On Sat, Feb 9, 2013 at 6:35 PM, Robert Goss
<goss.robert@gmail.com> wrote:
Dear all,
Looking to learn a little haskell I tried to program up a little group theory but feel I am stuck on what the types should be. At first it seemed obvious (and the algebra package does this) that the type of a group should be given by:
class Group g where
mul :: g -> g -> g
inv :: g -> g
unit :: g
My problem is this seems to assume that the type of group you are in is encoded by the type system.
I first ran into problems with this when I wanted to define a cyclic group. The only way I could define the type was either to define each cyclic group separately so have C2, C3, C4, ... or parametrise it over the class Nat. So a cyclic group would have the type Cyclic (Succ(Succ( ... Succ(Zero)) ... )) which would consistently define all cyclic groups but is hardly any better. For example a computation mod a large prime p is not going to be pleasant.

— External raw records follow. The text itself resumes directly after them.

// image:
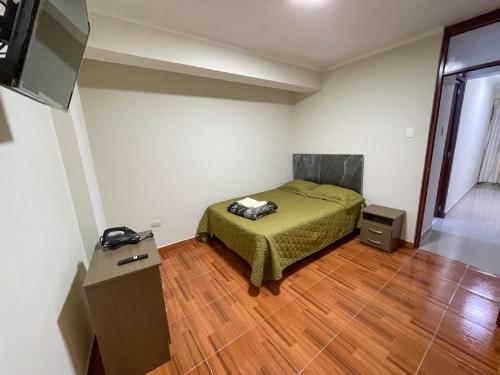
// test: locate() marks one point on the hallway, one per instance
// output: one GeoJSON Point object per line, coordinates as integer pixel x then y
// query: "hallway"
{"type": "Point", "coordinates": [470, 232]}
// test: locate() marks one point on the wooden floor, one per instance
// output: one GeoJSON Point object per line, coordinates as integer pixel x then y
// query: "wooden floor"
{"type": "Point", "coordinates": [348, 309]}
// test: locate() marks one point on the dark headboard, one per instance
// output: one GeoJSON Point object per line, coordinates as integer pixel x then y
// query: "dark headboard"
{"type": "Point", "coordinates": [341, 170]}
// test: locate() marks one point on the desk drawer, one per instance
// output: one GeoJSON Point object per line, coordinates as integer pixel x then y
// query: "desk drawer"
{"type": "Point", "coordinates": [376, 236]}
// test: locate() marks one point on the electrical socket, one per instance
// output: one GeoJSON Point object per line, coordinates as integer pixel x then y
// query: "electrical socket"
{"type": "Point", "coordinates": [155, 223]}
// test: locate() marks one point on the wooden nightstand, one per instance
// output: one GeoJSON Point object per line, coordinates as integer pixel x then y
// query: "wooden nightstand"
{"type": "Point", "coordinates": [381, 227]}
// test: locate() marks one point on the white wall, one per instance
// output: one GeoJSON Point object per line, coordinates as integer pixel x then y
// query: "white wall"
{"type": "Point", "coordinates": [365, 108]}
{"type": "Point", "coordinates": [168, 145]}
{"type": "Point", "coordinates": [42, 318]}
{"type": "Point", "coordinates": [71, 131]}
{"type": "Point", "coordinates": [471, 141]}
{"type": "Point", "coordinates": [437, 156]}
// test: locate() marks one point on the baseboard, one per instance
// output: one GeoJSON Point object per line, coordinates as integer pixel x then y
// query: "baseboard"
{"type": "Point", "coordinates": [406, 244]}
{"type": "Point", "coordinates": [95, 366]}
{"type": "Point", "coordinates": [177, 245]}
{"type": "Point", "coordinates": [458, 200]}
{"type": "Point", "coordinates": [426, 231]}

I came up with a partial solution by realising that a group is defined as a set X and some operations on it to get
class Group g x where
mul :: g -> x -> x -> x
inv :: g-> x -> x
unit :: g -> x
Making it easy to define cyclic groups and all my old groups carry over. But now to evaluate an expression I need to hang onto the group i am in and pass it around. As i am newish to haskell I wanted to know if I have missed a simpler more obvious way of doing things?